Constant-roll $\beta$-exponential inflation: Palatini formalism

TL;DR

This paper investigates a scalar field model with a $eta$-exponential potential within the Palatini formalism, analyzing its inflationary predictions under constant-roll conditions and comparing results with recent cosmological observations.

Contribution

It introduces a novel inflationary model coupling a scalar field to quadratic gravity in the Palatini formalism and analyzes its observational viability under constant-roll assumptions.

Findings

Model predictions align with ACT DR6 and Planck data.

Identifies parameter space consistent with current cosmological observations.

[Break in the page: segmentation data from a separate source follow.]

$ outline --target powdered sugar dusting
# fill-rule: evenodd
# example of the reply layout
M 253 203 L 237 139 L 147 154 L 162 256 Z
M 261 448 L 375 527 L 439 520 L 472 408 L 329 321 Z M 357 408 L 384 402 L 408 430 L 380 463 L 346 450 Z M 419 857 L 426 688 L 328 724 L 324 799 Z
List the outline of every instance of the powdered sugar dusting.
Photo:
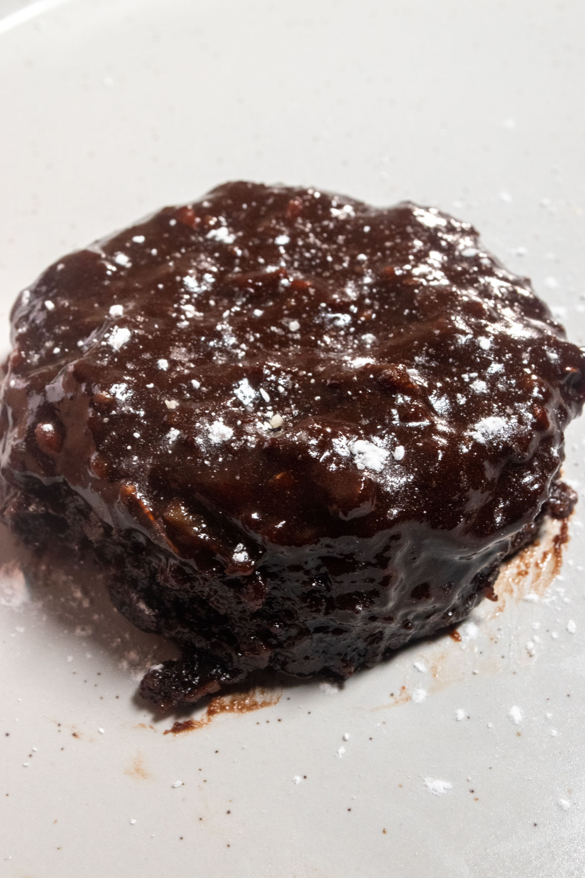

Provides a new framework for inflation with extra-dimensional implications.

Abstract

In this paper, we explore the inflationary dynamics of the $\beta$-exponential potential model, where a scalar field couples to quadratic $(R + R^2)$ gravity. In this model, the inflaton is the field that determines the size of the extra dimension. We employ the Palatini formalism to derive the resulting Einstein-frame generalized $k$-inflation effective theory, which we analyze under the assumption that the constant-roll condition is satisfied. We scan the parameter space for inflationary predictions, specifically the spectral index $n_s$ and the tensor-to-scalar ratio $r$, ensuring consistency with the results from ACT DR6. The compliant regions are depicted accordingly. For a suitable range of the model parameters, the values obtained for the inflationary observables align with the most recent observations by the Atacama Cosmology Telescope (ACT) collaboration and/or the Planck mission.